We knew before starting down the hiking trail that we’d have
to cross three streams. No big deal, the young ranger cheerfully told us at the
visitors’ center, just hop from rock to rock.
The trail was lovely, dappled, cool and not too steep. But the
first two stream crossings felt, well, tricky.
It had rained a lot, and the streams splashed almost to the
top of the rocks. With encouragement and a helping hand from my companion, I minced
across, slowly and deliberately. You’d have thought I’d crossed the Grand Canyon
on a wire the way I panted with relief both times when I made it.
At the third and largest crossing near scenic waterfalls, though,
the stream cascaded over some of the crossing rocks and covered them. All was
quiet except for the rushing water, which sounded to me like an alarm. Cross there?
Are you crazy? What if…? We admired the view, turned around and started back, retracing
our steps.
Soon, four seasoned hikers blitzed up the trail behind us. They’d crossed the cascading stream from the
other side, using hiking poles – and gumption. As the first hiker passed us, I
commented on the high water.
“I just get my boots wet,” he said and grinned.
Cue the light bulb. Just
get your boots wet. I hadn’t been thinking
of the state of my footwear, but what are hiking boots for, if not for getting
from here to there?
We kept walking and this time I crossed the streams quickly,
without help. I didn’t hop, but I did
step with sure feet. On the trail as in life, I need to remind myself that doing
is far easier than imagining the worst and then doing. “Just do it,” indeed. That
day, I got my boots wet and muddy, and it was exhilarating.

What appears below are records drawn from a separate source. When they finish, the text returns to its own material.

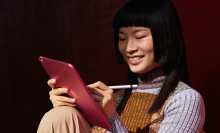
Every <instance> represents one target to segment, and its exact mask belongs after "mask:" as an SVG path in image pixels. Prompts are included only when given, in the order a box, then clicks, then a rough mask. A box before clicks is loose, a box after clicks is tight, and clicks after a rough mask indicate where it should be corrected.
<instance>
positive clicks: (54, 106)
mask: <svg viewBox="0 0 220 133" xmlns="http://www.w3.org/2000/svg"><path fill="white" fill-rule="evenodd" d="M53 105H54V107H60V106H71V107H75V106H76V104H75V103H73V104H71V103H65V102H60V101H56V102H55V103H54V104H53Z"/></svg>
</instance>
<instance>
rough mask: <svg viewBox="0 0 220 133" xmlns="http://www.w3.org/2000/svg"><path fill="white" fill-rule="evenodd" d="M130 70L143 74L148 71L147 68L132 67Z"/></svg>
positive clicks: (132, 71) (136, 73) (140, 73)
mask: <svg viewBox="0 0 220 133" xmlns="http://www.w3.org/2000/svg"><path fill="white" fill-rule="evenodd" d="M130 70H131V71H132V72H133V73H136V74H142V73H146V72H148V71H147V70H144V69H134V68H133V69H132V68H130Z"/></svg>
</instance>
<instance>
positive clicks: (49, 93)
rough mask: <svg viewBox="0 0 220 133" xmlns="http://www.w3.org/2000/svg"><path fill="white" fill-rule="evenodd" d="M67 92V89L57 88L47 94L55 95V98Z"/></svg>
mask: <svg viewBox="0 0 220 133" xmlns="http://www.w3.org/2000/svg"><path fill="white" fill-rule="evenodd" d="M67 92H68V89H67V88H57V89H52V90H51V91H50V92H49V94H50V95H56V96H59V95H61V94H65V93H67Z"/></svg>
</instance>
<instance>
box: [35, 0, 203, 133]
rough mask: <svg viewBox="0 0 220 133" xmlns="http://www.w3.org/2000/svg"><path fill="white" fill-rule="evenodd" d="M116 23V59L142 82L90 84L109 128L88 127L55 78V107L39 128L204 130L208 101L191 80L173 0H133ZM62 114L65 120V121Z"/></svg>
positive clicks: (183, 45) (123, 9) (51, 94)
mask: <svg viewBox="0 0 220 133" xmlns="http://www.w3.org/2000/svg"><path fill="white" fill-rule="evenodd" d="M113 28H114V34H115V51H116V56H117V59H118V61H119V63H127V64H128V66H129V69H128V75H127V84H135V83H137V84H138V87H137V88H133V89H128V90H126V91H125V90H120V91H118V92H116V93H115V94H114V95H113V91H112V90H111V89H110V88H108V87H107V86H106V85H105V84H104V83H102V82H96V83H94V84H91V85H88V88H89V89H90V92H91V94H92V96H93V98H94V99H95V100H96V102H97V104H98V105H99V107H100V108H101V110H102V112H103V113H104V115H105V116H106V118H107V119H108V121H109V123H110V125H111V126H112V129H111V131H106V130H105V129H101V128H99V127H96V126H93V127H91V129H90V127H89V125H88V124H87V123H86V121H85V119H84V118H83V117H82V116H81V114H80V113H79V112H77V110H76V109H74V108H70V107H68V106H71V107H74V106H75V104H74V102H75V100H74V99H71V98H67V97H63V96H60V94H63V93H66V92H67V90H66V89H65V88H58V89H56V90H55V88H54V84H55V80H53V79H51V80H49V81H48V84H49V85H50V86H51V88H52V90H51V91H50V99H51V101H52V103H53V106H54V107H55V108H54V109H52V110H51V111H49V112H48V113H47V114H45V116H44V118H43V119H42V121H41V124H40V126H39V129H38V132H43V131H44V132H50V131H54V132H83V133H84V132H90V131H91V132H113V133H126V132H137V133H145V132H159V133H165V132H173V133H177V132H186V133H199V132H202V131H203V125H204V121H205V108H204V103H203V100H202V97H201V95H200V94H199V93H198V92H197V91H195V90H193V89H192V88H191V87H190V86H189V84H190V83H189V77H188V71H187V65H186V54H185V46H184V40H183V35H182V30H181V25H180V22H179V18H178V15H177V12H176V10H175V8H174V6H173V5H172V3H171V2H170V1H169V0H130V1H129V2H127V3H126V4H125V5H124V6H123V7H122V8H121V9H120V10H119V11H118V13H117V14H116V16H115V18H114V22H113ZM187 84H188V85H187ZM60 106H65V107H60ZM64 110H65V111H66V112H64ZM61 112H62V115H61V114H59V113H61ZM58 114H59V116H58ZM67 114H74V117H72V115H71V117H69V115H67ZM63 115H64V116H63ZM66 115H67V116H66ZM119 115H120V116H119ZM51 117H53V118H54V119H55V120H54V119H53V120H51ZM64 117H65V119H66V120H65V121H66V122H61V119H63V118H64ZM67 120H68V121H67ZM57 121H58V122H57ZM52 123H53V124H52ZM54 123H55V124H54ZM45 124H47V125H45ZM45 127H47V128H45ZM46 130H47V131H46ZM61 130H62V131H61ZM82 130H83V131H82Z"/></svg>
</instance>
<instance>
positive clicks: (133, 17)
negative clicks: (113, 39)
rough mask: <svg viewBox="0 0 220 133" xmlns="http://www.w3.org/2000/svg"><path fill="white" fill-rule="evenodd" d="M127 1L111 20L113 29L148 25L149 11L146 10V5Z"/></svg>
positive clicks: (143, 26)
mask: <svg viewBox="0 0 220 133" xmlns="http://www.w3.org/2000/svg"><path fill="white" fill-rule="evenodd" d="M132 2H133V1H129V2H128V3H127V4H125V5H124V6H123V7H122V8H121V9H120V10H119V11H118V13H117V14H116V16H115V18H114V21H113V29H119V28H120V27H131V26H143V27H149V25H148V24H149V22H148V20H149V19H148V18H149V17H150V16H149V13H147V12H146V9H147V7H146V6H143V4H140V3H135V2H133V3H132Z"/></svg>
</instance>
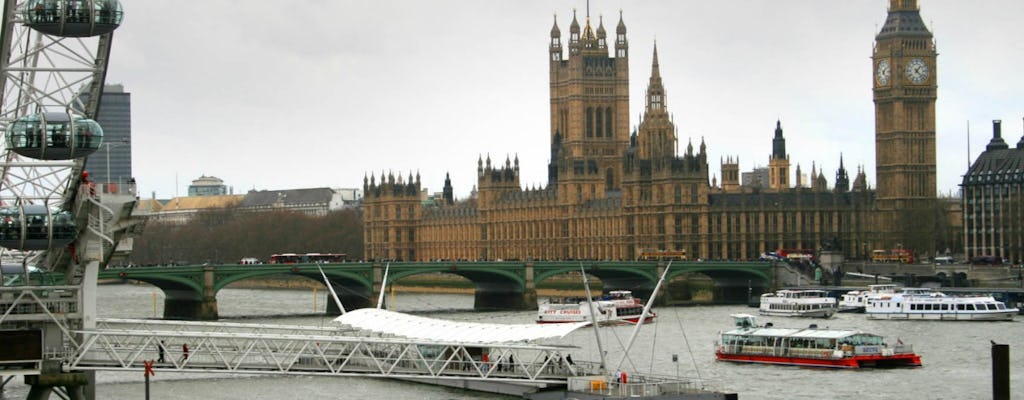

Crossing a couple of minor streams in Virginia’s Shenandoah
National Park is hardly a milestone in mountaineering. I tell you the story because we never know
what we might learn when we push back from the computer, get outside and
challenge ourselves.
This is the perfect year to explore federal wilderness
areas, and we explored some of Shenandoah’s officially designated wilderness. In
1964, Congress passed and President Lyndon B. Johnson signed the Wilderness
Act, preserving primitive places “where the earth and its community of life are
untrammeled by man, where man himself is a visitor who does not remain.”
In the 50 years since, about 110 million acres have received
federal wilderness status, the strongest level of protection. This sounds huge,
but it’s less than 5 percent of the country.
Every year about 12 million people camp, hike, hunt, ride
horses, fish and enjoy nature in other ways at wilderness areas. Mining and drilling are prohibited, and visitors
must leave their motorized and mechanical devices behind. Even the volunteers
who help maintain the trails use hand tools.
Shenandoah’s wilderness is sometimes called “recycled”
because none of the parkland qualified for wilderness status in 1964. The law
requires that the land have “its primeval character and influence, without
permanent improvement or human habitation.”
Generations of families had lived, built, farmed, mined and logged
in the area before they were relocated to make way for the park, established in
1936. By 1976, though, about 79,000 forested acres in three areas -- 40 percent of the park -- had recuperated
from man’s intervention and were designated wilderness. It’s one of the
largest wilderness areas in the eastern United States.
The president can protect some federal lands by executive
action, but only Congress can pass wilderness designations. Until our rancorous
age, almost every session of Congress added acreage to the National Wilderness
Preservation System.
Since 2009, though, only one new wilderness area has been
designated. Congress finally passed in
March and President Barrack Obama signed the designation for Sleeping Bear
Dunes Wilderness, more than 32,500 acres with 21 inland lakes in Michigan.
Dozens of other bills naming wilderness areas are pending in Congress and might
yet make it.
During the 50th anniversary year, there are plenty
of hikes and other events planned to celebrate wilderness.
Go, and don’t be afraid to get your boots wet.